The office engages in applied research and technology integration, collaborating with academic partners such as University of Chicago, Northwestern University, University of Illinois Chicago, and research centers like the Cooperative Institute for Mesoscale Meteorological Studies. It participates in field campaigns that leverage mobile radar platforms and dense observation networks used in projects associated with the National Science Foundation and Federal Aviation Administration studies. Partnerships with Illinois State Water Survey inform hydrometeorological forecasting, while coordination with NOAA Great Lakes Environmental Research Laboratory supports lake-effect and lake-breeze process studies.

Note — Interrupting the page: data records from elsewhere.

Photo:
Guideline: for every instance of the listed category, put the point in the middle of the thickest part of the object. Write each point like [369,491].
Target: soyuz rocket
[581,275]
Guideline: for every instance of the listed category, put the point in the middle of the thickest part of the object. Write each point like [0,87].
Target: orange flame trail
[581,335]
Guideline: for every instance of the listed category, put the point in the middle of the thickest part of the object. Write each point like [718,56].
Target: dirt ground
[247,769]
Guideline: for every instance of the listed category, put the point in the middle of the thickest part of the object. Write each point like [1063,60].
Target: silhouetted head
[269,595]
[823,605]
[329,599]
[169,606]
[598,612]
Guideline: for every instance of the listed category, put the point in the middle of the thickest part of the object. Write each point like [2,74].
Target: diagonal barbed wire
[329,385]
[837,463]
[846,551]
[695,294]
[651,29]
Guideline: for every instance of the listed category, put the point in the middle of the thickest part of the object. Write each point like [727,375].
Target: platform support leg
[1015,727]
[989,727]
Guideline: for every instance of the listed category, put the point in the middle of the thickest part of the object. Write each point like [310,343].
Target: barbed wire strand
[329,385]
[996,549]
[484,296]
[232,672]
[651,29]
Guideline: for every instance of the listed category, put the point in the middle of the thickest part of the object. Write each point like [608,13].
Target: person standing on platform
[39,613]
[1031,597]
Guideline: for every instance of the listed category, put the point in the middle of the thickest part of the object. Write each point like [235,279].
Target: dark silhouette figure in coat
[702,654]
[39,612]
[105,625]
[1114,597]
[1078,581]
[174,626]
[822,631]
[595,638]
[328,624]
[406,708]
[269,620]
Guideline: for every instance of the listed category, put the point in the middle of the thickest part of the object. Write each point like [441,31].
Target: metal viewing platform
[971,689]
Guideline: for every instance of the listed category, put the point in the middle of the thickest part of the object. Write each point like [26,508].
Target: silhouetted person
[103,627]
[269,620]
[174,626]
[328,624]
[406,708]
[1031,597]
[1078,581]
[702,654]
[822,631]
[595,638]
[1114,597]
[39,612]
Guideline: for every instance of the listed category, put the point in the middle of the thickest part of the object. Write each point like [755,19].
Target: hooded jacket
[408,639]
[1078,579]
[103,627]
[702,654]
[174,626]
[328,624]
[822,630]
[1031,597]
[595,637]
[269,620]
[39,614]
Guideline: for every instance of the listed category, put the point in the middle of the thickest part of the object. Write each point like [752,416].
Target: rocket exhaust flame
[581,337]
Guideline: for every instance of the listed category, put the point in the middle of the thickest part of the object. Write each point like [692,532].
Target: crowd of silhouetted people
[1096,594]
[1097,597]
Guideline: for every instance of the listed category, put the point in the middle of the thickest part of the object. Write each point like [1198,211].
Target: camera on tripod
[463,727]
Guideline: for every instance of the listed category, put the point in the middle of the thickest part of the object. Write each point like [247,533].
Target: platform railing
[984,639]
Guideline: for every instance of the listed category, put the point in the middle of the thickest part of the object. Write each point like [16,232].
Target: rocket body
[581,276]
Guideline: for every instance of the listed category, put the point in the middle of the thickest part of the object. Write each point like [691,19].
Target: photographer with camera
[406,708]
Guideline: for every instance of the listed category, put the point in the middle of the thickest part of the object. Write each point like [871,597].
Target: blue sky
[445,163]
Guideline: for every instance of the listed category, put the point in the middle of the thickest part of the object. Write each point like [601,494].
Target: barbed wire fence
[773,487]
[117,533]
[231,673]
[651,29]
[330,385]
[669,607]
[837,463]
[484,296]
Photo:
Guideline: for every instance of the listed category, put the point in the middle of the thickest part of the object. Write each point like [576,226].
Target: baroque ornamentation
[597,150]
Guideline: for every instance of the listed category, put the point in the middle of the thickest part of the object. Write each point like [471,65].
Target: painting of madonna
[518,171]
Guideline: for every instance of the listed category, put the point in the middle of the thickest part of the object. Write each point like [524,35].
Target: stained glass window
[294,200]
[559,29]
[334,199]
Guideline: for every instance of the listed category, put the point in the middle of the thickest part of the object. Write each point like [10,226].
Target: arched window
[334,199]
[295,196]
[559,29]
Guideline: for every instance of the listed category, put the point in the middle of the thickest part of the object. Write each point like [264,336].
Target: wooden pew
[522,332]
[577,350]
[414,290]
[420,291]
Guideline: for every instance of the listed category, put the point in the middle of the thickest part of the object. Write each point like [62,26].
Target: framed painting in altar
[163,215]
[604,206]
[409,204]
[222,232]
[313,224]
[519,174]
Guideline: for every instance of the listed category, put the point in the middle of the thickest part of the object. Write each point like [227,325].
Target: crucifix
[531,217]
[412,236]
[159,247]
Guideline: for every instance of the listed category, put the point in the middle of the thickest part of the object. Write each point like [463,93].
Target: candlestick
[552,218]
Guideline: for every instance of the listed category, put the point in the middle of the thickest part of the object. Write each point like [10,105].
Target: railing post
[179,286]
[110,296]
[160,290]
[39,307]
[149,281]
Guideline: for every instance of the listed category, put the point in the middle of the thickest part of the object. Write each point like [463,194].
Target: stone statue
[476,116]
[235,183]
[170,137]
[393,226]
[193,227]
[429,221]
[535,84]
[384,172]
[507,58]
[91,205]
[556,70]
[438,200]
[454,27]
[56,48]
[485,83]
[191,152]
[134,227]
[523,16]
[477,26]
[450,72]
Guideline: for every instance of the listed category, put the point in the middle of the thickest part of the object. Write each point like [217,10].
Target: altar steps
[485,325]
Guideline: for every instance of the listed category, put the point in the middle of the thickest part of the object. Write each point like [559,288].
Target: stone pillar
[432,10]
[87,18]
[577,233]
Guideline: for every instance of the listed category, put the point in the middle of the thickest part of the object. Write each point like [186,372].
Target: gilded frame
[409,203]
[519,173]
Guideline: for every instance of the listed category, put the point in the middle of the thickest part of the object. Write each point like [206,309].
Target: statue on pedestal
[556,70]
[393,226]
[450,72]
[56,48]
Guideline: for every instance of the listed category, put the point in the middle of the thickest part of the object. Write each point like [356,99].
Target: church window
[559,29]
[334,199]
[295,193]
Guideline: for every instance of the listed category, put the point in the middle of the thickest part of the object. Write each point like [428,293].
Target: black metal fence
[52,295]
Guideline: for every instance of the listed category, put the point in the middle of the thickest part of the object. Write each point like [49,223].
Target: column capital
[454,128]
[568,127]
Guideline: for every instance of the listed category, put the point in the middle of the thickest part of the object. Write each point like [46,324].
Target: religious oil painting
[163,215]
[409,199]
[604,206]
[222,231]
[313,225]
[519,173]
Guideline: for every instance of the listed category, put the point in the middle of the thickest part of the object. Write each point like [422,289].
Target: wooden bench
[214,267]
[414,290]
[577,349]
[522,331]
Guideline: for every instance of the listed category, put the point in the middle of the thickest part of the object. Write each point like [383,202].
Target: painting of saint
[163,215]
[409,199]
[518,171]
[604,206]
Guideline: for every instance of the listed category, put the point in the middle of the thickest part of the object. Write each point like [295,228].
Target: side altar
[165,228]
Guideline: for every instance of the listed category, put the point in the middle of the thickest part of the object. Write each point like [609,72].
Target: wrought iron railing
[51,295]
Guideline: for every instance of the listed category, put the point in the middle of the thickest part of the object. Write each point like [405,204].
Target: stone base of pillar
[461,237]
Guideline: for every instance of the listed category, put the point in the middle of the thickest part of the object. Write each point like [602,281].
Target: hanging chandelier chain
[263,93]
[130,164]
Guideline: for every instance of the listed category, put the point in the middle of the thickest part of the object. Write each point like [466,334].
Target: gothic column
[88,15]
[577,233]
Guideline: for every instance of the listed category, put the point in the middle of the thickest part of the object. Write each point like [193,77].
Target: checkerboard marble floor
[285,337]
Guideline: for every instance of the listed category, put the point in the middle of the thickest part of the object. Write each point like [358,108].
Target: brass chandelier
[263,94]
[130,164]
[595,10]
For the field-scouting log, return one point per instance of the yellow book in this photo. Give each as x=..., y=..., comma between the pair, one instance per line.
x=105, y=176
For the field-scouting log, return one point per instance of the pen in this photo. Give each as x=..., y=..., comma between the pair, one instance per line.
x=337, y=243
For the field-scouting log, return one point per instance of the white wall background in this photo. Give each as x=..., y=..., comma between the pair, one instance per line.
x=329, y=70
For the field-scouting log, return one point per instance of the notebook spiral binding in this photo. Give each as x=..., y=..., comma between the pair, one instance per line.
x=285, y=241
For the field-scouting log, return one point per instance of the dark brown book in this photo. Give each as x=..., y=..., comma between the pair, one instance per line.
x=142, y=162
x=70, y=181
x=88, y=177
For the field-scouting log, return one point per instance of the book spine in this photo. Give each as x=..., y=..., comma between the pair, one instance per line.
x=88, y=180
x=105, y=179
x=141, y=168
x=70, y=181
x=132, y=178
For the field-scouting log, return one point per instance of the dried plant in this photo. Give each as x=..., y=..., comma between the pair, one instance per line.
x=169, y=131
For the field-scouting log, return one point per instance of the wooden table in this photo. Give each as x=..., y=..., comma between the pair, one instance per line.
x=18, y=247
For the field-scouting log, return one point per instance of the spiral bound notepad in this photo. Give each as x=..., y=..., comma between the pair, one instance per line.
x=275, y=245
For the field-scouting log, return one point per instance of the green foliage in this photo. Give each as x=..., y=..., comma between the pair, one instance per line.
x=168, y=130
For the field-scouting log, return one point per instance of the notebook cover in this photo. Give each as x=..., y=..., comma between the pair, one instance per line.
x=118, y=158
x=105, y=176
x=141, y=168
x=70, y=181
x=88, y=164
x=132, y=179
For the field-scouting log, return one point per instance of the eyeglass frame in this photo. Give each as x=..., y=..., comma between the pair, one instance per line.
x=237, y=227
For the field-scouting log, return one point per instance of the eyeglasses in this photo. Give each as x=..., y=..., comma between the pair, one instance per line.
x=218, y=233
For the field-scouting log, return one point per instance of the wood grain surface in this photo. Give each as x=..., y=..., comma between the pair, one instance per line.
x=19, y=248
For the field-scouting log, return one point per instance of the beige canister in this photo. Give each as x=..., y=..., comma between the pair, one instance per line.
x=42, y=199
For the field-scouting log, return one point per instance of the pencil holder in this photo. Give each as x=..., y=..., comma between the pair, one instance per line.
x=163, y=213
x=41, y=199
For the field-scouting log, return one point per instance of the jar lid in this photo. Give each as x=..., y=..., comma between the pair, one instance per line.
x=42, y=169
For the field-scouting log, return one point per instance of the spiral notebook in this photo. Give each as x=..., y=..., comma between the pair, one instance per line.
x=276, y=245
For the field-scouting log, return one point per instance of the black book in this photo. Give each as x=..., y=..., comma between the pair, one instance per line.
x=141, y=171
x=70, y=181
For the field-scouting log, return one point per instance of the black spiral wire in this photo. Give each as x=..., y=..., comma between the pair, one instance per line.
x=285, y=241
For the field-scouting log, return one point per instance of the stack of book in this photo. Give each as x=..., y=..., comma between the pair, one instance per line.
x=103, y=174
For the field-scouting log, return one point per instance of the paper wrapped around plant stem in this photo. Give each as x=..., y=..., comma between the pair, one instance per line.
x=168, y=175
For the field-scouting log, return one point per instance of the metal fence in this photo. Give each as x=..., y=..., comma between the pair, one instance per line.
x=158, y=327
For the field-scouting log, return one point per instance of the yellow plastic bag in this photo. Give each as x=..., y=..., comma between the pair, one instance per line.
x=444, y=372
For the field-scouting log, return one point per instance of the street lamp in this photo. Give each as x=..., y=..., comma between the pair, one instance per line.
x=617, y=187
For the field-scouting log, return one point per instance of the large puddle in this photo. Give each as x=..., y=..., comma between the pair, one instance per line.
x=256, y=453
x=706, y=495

The office contributes operational observations to national datasets and evaluates new tools such as probabilistic QPF derived from the Ensemble Kalman Filter and machine learning models tested by teams at Argonne National Laboratory.
Public outreach includes education and preparedness initiatives with schools in districts like Chicago Public Schools and community organizations including local American Red Cross chapters and county emergency management offices. The office supports CERT programs and public briefings during events affecting venues such as Navy Pier and Soldier Field, and provides training for broadcasters, emergency managers, and first responders through workshops hosted with entities like the Illinois Emergency Management Agency. Engagements include storm spotter training coordinated with the Skywarn program, climate services discussions with Chicago Climate Action Plan stakeholders, and participation in community resilience efforts tied to heat-health action plans and urban heat island studies conducted with universities and municipal partners.